Gericht sieht Steuergerechtigkeit nicht gewährleistet

Arbeitnehmer, die beruflich übernachten, können das mit einer Bescheinigung des Chefs belegen, und Selbstständige können sich selbst eine „Eigenbescheinigung“ als Nachweis ausstellen. Eine „volle Informationsherrschaft“ hat der Hotelier damit nicht, denn da bleiben viele Hintertürchen offen.

Steuern
Beim Kassieren wird der Staat kreativ

Um ihre Finanznot zu lindern, machen Städte immer wieder mehr oder weniger kreative Vorschläge für neue Abgaben: Pferdesteuer, Solariumsabgabe und Nutzungsgebühr für Bürgersteige. So mancher Vorschlag fiel schon dann durch, als den Politikern klar wurde, welchen Aufwand das Eintreiben macht.
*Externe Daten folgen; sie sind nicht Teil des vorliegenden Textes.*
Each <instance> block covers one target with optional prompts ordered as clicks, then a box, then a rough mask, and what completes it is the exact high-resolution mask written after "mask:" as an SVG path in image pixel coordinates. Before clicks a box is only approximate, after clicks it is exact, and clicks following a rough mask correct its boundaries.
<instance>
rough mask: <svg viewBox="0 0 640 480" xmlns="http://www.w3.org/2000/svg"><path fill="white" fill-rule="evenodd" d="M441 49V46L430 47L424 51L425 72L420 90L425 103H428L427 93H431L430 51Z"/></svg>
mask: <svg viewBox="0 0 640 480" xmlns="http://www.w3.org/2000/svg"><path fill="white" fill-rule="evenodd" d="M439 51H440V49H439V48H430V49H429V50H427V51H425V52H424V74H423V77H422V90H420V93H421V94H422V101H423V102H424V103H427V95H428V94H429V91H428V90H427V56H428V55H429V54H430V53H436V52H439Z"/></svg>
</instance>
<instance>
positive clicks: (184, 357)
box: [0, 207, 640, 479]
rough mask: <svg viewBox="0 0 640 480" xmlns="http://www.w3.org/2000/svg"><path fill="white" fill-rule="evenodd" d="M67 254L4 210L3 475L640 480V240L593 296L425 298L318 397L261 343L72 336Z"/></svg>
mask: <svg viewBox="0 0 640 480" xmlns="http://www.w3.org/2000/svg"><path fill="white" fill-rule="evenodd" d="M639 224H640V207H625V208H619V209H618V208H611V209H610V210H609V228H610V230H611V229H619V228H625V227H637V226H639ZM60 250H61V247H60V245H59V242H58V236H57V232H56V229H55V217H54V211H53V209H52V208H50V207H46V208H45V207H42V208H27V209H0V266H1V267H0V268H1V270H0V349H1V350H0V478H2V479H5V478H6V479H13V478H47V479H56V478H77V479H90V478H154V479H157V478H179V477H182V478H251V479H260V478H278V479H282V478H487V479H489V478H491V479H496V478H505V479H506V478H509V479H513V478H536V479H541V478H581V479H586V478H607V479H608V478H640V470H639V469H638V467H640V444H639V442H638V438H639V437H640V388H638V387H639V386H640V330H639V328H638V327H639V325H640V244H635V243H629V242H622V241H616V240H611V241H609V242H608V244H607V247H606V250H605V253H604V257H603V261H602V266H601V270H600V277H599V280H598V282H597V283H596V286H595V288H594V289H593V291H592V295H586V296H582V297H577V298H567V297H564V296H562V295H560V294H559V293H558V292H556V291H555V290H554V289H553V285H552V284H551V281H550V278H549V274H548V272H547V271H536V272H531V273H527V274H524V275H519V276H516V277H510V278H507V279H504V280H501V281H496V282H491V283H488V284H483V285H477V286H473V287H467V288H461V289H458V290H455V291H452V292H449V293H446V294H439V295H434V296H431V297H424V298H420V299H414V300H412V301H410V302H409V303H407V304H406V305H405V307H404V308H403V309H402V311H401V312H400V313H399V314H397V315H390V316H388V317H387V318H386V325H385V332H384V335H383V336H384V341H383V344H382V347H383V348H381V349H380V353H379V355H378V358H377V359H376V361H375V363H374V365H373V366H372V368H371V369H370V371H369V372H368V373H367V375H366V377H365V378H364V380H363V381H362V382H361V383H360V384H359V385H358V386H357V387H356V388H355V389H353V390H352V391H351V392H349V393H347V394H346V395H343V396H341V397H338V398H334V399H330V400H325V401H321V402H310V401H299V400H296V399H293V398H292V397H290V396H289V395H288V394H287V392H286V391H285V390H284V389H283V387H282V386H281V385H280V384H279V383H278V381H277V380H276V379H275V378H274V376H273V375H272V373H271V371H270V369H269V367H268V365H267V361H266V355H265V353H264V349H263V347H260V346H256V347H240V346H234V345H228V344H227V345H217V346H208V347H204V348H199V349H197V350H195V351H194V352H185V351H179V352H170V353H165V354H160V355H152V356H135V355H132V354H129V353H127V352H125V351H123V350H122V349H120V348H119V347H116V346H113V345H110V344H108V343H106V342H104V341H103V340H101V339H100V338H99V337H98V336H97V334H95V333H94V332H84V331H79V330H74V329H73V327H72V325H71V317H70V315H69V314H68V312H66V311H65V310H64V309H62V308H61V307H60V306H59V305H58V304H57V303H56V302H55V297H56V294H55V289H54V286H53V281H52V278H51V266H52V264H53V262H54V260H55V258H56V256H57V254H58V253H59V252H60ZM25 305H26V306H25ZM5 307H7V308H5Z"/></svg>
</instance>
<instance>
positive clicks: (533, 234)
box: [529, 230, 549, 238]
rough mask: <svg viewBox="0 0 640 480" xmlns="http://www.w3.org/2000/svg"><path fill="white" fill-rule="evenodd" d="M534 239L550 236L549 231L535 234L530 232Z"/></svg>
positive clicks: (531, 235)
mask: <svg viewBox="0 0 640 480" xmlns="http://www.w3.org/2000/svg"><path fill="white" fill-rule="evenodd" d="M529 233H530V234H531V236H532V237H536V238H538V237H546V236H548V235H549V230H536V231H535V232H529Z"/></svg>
„Unverhältnismäßige Mitwirkungspflichten,“ wie die Klägervertreter die Rolle ihrer Mandanten bei der Beitreibung dieser „indirekten Steuer“ brandmarkten. Und auch das Gericht sah in dieser „Umkehrung der Beweislast auf den Steuerpflichtigen die Entstehung der Steuerpflicht für nicht mehr vorhersehbar.“ Damit sei die „Steuergerechtigkeit nicht mehr gewährleistet“, begründete die Kammer ihr Urteil, ließ aber wegen der „grundsätzlichen Bedeutung“ die Berufung zum Oberverwaltungsgericht Münster ausdrück zu. (AZ 19 K 2007/11, 2159/11 u. 4037/11)

Helge Kondring



Kommentare
28.11.2012
09:28
Verwaltungsgericht kippt Bettensteuer in Dortmund
von DrAndreasOpitz | #4

Es wird langsam oberpeinlich, dass hier in D Gerichte die Politik machen müssen.
Wozu brauchen (und bezahlen!) wir denn dann die Polit-Deppen noch?

27.11.2012
22:25
Verwaltungsgericht kippt Bettensteuer in Dortmund
von xxyz | #3

Es ist sehr sinnvoll, diese albernen Microsteuern gar nicht erst einzuführen.

Es gibt doch noch vernünftige Urteile.

27.11.2012
21:31
Verwaltungsgericht kippt Bettensteuer in Dortmund
von Broncezeit | #2

Jetzt ist auch in Dortmund nach Köln die Walter-BorjansSteuer gestoben.

27.11.2012
19:01
Verwaltungsgericht kippt Bettensteuer in Dortmund
von chinaski | #1

und wieder ein nackenschlag für die verwaltung. die werden es nie lernen.